No es común que un presidente sea satirizado en un número importante de desfiles. Mucho menos a tan poco tiempo de iniciada su gestión.
Ocurrió con Bolsonaro y fue una señal más de la veloz opacidad. A la sensación de un gobierno errático, se sumaron las agachadas del “superministro” de Justicia e Interior, Sergio Moro, quien es, junto con el titular de Economía, Paulo Guedes, una parte esencial del gobierno.
De por sí, ya había generado grandes dudas que Moro aceptara ser ministro de Bolsonaro. Sucede que las medidas judiciales que Moro había implementado como juez fueron cruciales para que el dirigente ultraderechista se convirtiera en presidente. Si en algo debía concentrarse el magistrado de Curitiba era en preservar el prestigio del Lava Jato y mantener esa ofensiva judicial contra la corrupción política, libre de toda sospecha.
Las críticas en el carnaval a Bolsonaro fueron simultáneas a la caída de la imagen de uno de sus ministros estrella, Sergio Moro.

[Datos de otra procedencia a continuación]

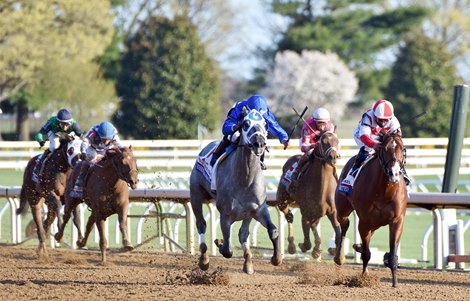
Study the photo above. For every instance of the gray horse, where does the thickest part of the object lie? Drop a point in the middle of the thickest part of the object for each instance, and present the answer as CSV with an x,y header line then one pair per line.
x,y
240,193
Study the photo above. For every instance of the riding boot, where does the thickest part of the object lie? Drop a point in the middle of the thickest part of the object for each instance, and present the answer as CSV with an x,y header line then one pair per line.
x,y
77,191
406,177
37,171
220,150
361,156
292,187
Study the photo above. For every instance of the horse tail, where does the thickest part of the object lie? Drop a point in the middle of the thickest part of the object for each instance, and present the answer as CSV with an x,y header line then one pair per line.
x,y
23,209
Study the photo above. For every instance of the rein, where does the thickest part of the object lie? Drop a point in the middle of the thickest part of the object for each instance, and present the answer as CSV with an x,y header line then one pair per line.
x,y
384,163
121,175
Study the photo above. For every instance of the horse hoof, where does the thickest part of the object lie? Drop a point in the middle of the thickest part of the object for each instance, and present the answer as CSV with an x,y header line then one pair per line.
x,y
248,269
58,236
357,248
276,260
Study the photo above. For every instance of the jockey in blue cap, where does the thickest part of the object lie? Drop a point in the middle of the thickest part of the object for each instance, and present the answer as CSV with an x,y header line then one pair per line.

Pero actuó en sentido contrario, al aceptar ser parte del poder ni bien el presidente electo le ofreció un cargo en su gabinete.
Primero, se negó a actuar en el caso de los turbios movimientos de grandes cantidades de dinero en el sistema bancario que involucraron al hijo del presidente Flavio Bolsonaro. A esas maniobras las detectó el Consejo de Actividades Financieras, un organismo que depende de su ministerio.
A renglón seguido, desactivó una de sus iniciativas más promocionadas: aumentar las penas para el delito de financiación ilegal de campañas electorales, la llamada “Caja 2” en la jerga judicial.
Moro había explicado que la financiación ilegal de las campañas era la peor de las corrupciones políticas, porque de ella se derivaban las demás. Sin embargo, ante la presión de los partidos oficialistas, el ex juez dio marcha atrás.
Hizo lo mismo con su convocatoria a Ilona Szabó a integrar el Consejo Nacional de Políticas Criminales y Penitenciarias. Como las bases más fanáticas de Bolsonaro estallaron en las redes sociales, acusando a la prestigiosa politóloga de “izquierdista” por oponerse al libre acceso a las armas, el presidente le exigió a su “superministro” que la desconvocara. Y Sergio Moro obedeció.
Ver al juez que encarceló a Lula actuar con genuflexión y poner la marcha atrás en cuestiones que él mismo señalaba como cruciales para combatir la corrupción, hizo que muchos brasileños se preguntaran sobre el encarcelamiento del ex presidente.
Para colmo, en el mismo puñado de días, otro hijo de Bolsonaro tuiteó mensajes repugnantes para que la Justicia no le permitiera al líder del PT asistir al funeral de su nieto.
Hace un mes, Lula pidió permiso para asistir al funeral de su hermano mayor. No se lo dieron. Ahora reiteró el pedido, esta vez para despedir a Arthur, su nieto de 7 años, quien falleció por una meningitis fulminante. Y Carlos Bolsonaro se dedicó a vomitar en las redes sociales su desprecio por el ex presidente, tratándolo de “ladrón” y reclamando que no se le concediera el permiso.
Fue una brutal demostración de crueldad contra un abuelo devastado. Pero el presidente, que debió enviar sus condolencias al ex mandatario encarcelado, ni siquiera cuestionó públicamente la conducta abyecta de su hijo.
Pero ni las sátiras carnavalescas ni el veloz eclipse de la imagen de Sergio Moro, afectaron tanto la imagen del clan Bolsonaro como esa exhibición de sentimientos oscuros y truculentos.